For quite a while the impact of marijuana on one’s driving performance has been controversial subject, and it’s becoming more and more critical with states beginning to become more lenient with drug laws. In spite of drunk driving declining nationwide, driving under the influence of marijuana is becoming more common. In response, researchers from the National Institute on Drug Abuse have recently conducted a study on the effects of marijuana on one’s driving performance.
According to a recent national roadside survey from the National Highway Traffic Safety Administration on nighttime weekend drivers, 8.3 percent had alcohol in their system and 12.6 percent tested positive for THC in their system. The rates of THC rose 8.6 percent from 2007.
It is currently unlawful to drive under the influence of drugs or alcohol, however there is a .08 breath alcohol limit in place within many states. However, there are no limits for marijuana in any state. . . weird.
As a means to determine if there should be a set limit for marijuana, researchers conducted a study to see the effects of marijuana on one’s driving ability. The study selected 18 occasional marijuana smokers, 13 of which were men, whose ages ranged from 21 to 37. Participants took six 45-minute drives in a driving simulator.
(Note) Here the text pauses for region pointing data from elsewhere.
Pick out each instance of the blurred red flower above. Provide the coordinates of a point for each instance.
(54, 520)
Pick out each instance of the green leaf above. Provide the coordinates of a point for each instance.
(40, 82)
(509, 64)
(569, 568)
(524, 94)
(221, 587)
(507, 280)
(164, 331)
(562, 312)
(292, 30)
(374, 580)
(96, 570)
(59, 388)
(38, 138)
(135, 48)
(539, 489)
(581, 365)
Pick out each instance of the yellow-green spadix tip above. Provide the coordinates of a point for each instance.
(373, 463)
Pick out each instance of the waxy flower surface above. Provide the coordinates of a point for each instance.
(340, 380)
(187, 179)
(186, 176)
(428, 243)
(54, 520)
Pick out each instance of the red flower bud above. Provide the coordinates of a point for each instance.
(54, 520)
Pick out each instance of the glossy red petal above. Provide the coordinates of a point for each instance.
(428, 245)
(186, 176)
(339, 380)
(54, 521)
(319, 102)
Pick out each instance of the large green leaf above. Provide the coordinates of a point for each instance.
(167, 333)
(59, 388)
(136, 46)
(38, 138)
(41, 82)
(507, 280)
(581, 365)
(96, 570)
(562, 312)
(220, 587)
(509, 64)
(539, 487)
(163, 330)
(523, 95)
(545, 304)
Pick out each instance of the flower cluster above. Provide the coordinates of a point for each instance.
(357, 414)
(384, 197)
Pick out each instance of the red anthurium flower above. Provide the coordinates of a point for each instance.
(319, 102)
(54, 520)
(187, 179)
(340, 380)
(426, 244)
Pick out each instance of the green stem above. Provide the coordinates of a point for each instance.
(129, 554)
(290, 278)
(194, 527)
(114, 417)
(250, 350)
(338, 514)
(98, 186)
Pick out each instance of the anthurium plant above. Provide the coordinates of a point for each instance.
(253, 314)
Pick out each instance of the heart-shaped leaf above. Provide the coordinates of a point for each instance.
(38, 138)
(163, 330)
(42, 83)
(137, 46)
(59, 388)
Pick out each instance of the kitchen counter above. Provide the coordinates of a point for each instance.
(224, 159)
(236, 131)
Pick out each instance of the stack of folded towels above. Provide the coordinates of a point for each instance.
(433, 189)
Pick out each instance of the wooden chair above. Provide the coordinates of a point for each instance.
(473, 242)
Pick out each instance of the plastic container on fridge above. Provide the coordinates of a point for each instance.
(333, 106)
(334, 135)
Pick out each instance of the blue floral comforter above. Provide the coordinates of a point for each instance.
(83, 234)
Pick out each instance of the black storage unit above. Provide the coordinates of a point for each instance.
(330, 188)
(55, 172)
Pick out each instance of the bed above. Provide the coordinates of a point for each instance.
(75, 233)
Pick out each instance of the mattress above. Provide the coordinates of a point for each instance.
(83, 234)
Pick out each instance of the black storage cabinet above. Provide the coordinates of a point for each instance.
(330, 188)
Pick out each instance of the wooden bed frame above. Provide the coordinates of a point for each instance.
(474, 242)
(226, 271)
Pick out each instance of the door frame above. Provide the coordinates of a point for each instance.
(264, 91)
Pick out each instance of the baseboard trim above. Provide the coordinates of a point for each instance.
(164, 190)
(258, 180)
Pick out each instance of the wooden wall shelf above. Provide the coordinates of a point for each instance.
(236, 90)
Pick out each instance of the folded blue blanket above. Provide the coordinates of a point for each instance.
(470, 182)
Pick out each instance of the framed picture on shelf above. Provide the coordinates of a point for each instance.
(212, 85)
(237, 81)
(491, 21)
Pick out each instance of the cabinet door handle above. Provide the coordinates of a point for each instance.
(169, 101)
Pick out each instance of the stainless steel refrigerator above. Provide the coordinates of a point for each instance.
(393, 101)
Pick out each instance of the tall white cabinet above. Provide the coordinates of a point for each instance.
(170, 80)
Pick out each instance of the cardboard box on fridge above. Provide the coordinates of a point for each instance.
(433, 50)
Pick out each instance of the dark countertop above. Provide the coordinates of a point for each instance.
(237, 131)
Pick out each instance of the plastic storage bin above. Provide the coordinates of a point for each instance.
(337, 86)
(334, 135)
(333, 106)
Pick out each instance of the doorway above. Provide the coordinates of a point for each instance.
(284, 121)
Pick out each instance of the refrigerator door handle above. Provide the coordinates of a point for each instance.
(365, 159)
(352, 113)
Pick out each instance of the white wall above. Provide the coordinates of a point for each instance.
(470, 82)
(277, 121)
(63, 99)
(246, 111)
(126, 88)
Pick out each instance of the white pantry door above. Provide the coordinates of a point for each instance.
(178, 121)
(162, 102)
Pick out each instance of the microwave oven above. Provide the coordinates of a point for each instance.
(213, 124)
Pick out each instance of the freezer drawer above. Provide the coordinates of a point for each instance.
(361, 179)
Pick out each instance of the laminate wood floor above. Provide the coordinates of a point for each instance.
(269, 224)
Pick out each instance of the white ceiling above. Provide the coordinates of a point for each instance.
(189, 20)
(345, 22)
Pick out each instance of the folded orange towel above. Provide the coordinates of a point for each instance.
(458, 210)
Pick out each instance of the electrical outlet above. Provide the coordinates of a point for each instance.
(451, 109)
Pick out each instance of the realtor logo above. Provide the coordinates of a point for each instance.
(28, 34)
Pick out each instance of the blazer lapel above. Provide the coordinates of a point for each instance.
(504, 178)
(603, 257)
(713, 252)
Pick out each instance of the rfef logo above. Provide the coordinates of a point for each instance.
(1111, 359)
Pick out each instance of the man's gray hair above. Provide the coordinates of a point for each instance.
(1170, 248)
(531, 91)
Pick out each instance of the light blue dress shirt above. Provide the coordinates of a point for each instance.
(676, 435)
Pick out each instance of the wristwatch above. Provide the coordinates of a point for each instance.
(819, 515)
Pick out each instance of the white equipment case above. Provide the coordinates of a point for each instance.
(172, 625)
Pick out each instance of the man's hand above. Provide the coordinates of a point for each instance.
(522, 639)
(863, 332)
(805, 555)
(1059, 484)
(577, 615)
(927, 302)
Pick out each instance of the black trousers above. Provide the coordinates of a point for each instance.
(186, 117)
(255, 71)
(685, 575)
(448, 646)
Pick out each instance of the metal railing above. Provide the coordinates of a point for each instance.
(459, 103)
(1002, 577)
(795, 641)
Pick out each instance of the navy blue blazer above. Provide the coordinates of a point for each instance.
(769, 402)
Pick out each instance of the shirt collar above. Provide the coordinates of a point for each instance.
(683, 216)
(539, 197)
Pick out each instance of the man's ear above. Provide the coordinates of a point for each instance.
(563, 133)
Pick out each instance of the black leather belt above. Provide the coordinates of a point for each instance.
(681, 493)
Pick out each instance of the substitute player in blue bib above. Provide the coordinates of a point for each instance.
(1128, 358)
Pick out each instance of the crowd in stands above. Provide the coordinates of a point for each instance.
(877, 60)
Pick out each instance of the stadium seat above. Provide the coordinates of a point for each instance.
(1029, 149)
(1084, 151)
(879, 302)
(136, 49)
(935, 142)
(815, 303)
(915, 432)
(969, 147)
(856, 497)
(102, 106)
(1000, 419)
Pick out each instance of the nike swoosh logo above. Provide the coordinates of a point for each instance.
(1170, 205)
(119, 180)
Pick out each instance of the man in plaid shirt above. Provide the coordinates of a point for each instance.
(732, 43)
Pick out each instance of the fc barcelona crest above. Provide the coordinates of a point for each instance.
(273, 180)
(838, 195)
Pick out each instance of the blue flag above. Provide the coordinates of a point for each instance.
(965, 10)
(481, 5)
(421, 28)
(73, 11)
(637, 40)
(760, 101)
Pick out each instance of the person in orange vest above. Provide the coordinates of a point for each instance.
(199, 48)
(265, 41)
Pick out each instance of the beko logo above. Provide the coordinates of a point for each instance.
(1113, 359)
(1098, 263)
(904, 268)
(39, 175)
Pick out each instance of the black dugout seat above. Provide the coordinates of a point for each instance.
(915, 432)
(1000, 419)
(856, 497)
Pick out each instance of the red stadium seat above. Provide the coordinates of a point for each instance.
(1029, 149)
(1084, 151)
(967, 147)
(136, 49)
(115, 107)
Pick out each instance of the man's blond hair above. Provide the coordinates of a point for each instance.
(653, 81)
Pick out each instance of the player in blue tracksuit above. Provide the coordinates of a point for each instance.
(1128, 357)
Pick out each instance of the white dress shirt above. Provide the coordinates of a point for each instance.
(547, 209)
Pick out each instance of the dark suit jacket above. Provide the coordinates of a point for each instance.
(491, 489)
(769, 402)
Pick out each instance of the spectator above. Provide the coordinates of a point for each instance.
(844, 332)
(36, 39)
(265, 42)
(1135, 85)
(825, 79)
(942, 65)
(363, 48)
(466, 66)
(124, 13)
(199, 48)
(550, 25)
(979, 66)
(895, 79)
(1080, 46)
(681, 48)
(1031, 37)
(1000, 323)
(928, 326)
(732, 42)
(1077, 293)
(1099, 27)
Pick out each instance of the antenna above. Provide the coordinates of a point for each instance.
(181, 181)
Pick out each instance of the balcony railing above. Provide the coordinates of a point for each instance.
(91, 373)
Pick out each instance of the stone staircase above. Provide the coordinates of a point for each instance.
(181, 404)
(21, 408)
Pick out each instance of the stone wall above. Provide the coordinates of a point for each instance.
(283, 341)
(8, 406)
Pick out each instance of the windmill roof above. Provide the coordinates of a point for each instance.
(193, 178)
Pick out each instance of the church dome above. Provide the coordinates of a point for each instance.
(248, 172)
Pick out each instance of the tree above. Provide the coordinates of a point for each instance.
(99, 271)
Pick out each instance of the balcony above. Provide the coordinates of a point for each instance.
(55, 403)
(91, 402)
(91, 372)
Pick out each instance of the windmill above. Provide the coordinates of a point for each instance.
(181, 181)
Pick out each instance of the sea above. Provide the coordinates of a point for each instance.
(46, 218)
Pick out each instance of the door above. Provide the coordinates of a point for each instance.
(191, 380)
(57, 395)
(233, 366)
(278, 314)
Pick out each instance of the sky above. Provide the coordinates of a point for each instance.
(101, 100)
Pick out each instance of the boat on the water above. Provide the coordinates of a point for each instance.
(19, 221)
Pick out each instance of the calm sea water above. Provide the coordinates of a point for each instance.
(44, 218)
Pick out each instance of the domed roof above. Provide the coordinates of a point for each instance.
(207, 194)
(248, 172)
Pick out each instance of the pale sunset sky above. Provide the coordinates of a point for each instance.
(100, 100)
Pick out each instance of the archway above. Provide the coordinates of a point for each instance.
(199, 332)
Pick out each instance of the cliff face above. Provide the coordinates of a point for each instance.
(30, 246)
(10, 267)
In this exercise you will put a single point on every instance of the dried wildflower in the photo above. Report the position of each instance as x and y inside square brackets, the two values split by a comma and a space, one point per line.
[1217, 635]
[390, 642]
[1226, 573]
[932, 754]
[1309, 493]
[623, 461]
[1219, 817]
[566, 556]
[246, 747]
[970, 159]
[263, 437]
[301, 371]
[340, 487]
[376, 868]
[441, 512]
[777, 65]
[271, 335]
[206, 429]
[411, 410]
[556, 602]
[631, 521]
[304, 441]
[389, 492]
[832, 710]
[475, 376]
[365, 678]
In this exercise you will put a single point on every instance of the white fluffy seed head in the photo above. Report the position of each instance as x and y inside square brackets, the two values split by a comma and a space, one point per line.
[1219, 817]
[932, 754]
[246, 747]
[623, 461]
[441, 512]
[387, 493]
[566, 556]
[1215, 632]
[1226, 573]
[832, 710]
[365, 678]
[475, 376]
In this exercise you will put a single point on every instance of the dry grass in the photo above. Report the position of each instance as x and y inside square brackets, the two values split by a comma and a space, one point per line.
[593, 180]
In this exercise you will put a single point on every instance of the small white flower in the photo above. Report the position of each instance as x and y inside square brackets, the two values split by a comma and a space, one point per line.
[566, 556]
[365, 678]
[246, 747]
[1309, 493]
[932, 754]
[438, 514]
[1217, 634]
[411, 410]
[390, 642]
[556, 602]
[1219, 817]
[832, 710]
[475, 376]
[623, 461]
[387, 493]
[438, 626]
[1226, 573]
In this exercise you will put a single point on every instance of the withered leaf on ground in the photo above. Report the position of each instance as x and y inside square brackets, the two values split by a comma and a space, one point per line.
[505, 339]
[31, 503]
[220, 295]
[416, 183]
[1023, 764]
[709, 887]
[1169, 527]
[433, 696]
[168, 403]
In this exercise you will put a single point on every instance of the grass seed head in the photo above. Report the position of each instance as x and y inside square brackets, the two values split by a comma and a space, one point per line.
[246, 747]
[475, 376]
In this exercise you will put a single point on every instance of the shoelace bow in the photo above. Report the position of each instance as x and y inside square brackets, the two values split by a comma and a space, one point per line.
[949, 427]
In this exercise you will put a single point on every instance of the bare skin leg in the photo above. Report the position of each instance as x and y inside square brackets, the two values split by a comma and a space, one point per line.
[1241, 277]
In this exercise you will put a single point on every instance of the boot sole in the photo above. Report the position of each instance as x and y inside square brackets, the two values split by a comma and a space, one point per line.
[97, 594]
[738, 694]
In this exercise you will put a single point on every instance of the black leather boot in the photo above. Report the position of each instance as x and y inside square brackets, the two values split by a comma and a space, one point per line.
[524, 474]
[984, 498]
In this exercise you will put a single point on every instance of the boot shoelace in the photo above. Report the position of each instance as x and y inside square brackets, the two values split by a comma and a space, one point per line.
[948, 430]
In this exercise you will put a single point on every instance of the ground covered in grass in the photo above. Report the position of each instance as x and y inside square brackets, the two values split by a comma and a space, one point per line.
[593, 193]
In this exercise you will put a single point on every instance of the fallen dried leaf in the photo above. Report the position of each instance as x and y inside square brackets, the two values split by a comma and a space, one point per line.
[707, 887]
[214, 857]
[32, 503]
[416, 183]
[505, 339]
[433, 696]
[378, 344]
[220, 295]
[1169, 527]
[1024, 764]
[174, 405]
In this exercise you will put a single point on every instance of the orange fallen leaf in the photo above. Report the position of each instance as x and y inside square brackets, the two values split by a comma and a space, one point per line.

Each of the six driving sessions tested for varying combinations of high or low concentration THC, alcohol, and placebos. The placebos were created by giving participants fruit juice with alcohol swabbed around the rim, finished off with 1mL of alcohol, as a means to mimic the smell and taste of alcohol.
Researchers specifically focused on three parameters of the participant’s driving ability including weaving within the lane, how many times the car left the lane, and the speed of weaving. Alcohol was found to have an effect on the number of times the car left the lane and the speed of weaving, however marijuana only showed an increase in weaving. Data revealed that drivers with blood concentrations of 13.1 ug/L (which means micrograms per liter) of THC showed an increase in weaving, similar to drivers with a .08 breath alcohol concentration- which is the legal limit in many states.
The study also found that a combined use of marijuana and alcohol have more of an impact on one’s driving when used simultaneously. According to the study, smoking marijuana while drinking a little alcohol increases the absorption of THC, which enhances one’s high. THC also delays the peak of alcohol impairment, therefore it takes a person using marijuana and alcohol longer to feel drunk. In relation to the use of marijuana and alcohol together, Principal Investigator Dr. Mary Huestis says that cannabis is generally found with a low dose of alcohol. “Many young people have a couple beers and then cannabis,“ says Huestis, as quoted by Time.
Based on the data from this study, researchers believe that it is important to educate the public about the effects of marijuana before they begin driving. “I think this has added really good knowledge from a well-designed study to add to the current debate,” on marijuana’s effects on road safety, says Huestis.